VCT menekankan bagaimana sebenarnya seseorang membangun
nilai yang menurut anggapannya baik, yang pada gilirannya nilai-nilai tersebut
akan mewarnai perilakunya dalam kehidupan sehai-hari di masyarakat. Dalam
praktik pembelajaran, VCT dikembangkan melalui proses dialog antara guru dan
siswa. Proses tersebut hendaknya berlangsung dalam suasana santai dan terbuka,
Sehingga setiap siswa dapat mengungkapkan secara bebas perasaannya. Sehingga
setiap siswa dapat mengungkapkan secara bebas perasaannya. Beberapa hal yang
harus diperhatikan guru dalam mengimplementasikan VCT melalui proses dialog ,
yaitu sebagai berikut.
Hindari penyampaian pesan melalui proses pemberian nasihat,
yaitu memberikan pesan-pesan moral yang menurut guru dianggap baik.

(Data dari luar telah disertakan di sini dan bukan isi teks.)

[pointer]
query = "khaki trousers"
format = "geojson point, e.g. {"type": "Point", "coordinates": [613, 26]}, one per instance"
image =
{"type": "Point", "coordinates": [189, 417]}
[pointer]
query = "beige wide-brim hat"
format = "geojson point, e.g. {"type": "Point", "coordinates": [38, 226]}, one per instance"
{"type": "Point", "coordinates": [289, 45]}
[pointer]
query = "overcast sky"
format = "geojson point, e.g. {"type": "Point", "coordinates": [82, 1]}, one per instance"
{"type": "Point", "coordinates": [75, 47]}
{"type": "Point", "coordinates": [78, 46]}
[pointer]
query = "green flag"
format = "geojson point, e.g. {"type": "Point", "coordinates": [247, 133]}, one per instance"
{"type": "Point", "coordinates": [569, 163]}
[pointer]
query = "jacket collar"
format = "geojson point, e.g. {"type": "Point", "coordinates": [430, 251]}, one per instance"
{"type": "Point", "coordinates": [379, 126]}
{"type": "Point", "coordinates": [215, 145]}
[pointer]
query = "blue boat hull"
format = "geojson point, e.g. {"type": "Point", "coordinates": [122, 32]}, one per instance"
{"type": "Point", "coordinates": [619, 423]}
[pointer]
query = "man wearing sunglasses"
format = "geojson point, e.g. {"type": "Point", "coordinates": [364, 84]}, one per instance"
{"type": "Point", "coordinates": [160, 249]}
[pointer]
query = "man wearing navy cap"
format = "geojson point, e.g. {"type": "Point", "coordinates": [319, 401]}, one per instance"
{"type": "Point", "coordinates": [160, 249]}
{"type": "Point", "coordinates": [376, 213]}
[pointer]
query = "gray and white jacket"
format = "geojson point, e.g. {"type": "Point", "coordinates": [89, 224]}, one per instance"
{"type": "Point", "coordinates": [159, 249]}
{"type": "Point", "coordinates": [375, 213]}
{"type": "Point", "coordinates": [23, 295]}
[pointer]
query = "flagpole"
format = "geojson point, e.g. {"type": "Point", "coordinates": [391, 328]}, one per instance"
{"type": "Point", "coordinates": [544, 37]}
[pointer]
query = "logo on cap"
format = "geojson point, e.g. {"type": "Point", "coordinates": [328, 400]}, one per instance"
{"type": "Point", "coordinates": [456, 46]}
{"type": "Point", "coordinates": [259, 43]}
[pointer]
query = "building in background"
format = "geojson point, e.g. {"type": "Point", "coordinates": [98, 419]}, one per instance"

Jangan memaksa siswa untuk memberi respons tertentu apabila
memang siswa tidak menghendakinya.
Usahakan dialog dilaksanakan secara bebas dan terbuka,
Sehingga siswa akan mengungkapkan perasaannya secara jujur dan apa adanya.
Dialog dilaksanakan kepada individu, bukan kepada kelompok
kelas.
Hindari respons yang dapat menyebabkan siswa terpojok, Sehingga
ia menjadi defensif.
Tidak mendesak siswa pada pendirian tertentu.
Jangan mengorek alasan siswa lebih dalam.
John Jarolimek (1974) menjelaskan langkah pembelajaran dengan
Value clarification technique (VCT) dalam 7 tahap yang dibagi ke dalam 3
tingkat, setiap tahapan dijelaskan sebagai berikut.
1.
Kebebasan Memilih, Pada tingkat ini
terdapat 3 tahap, yaitu:
a. Memilih
secara bebas, artinya kesempatan untuk menentukan pilihan yang menurutnya baik.
Nilai yang dipaksakan tidak akan menjadi miliknya secara penuh;
b. Memilih
dari beberapa alternatif. Artinya, untuk menentukan pilihan dari beberapa alternatif
pilihan secara bebas;
c. Memilih
setelah dilakukan analisis pertimbangan konsekuensi yang akan timbul sebagai
akibat pilihannya.
2.
Menghargai, Terdiri atas 2 tahap pembelajaran, yaitu;
a. Adanya
perasaan senang dan bangga dengan nilai yang menjadi pilihannya, sehingga nilai
tersebut akan menjadi bagian dari dirinya;
b. Menegaskan
nilai yang sudah menjadi bagian integral dalam dirinya di depan umum. Artinya,
bila kita menggagap nilai itu suatu pilihan, maka kita akan berani dengan penuh
kesadaran untuk menunjukkannya di depan orang lain.
3.
Berbuat, Pada tahap ini, terdiri atas
2 tahap, yaitu;
a. Kemauan
dan kemampuan untuk mencoba melaksanakannya
b. Mengulangi
perilaku sesuai dengan nilai pilihannya. Artinya, nilai yang menjadi pilihan
itu harus tercermin dalam kehidupannya sehari-hari.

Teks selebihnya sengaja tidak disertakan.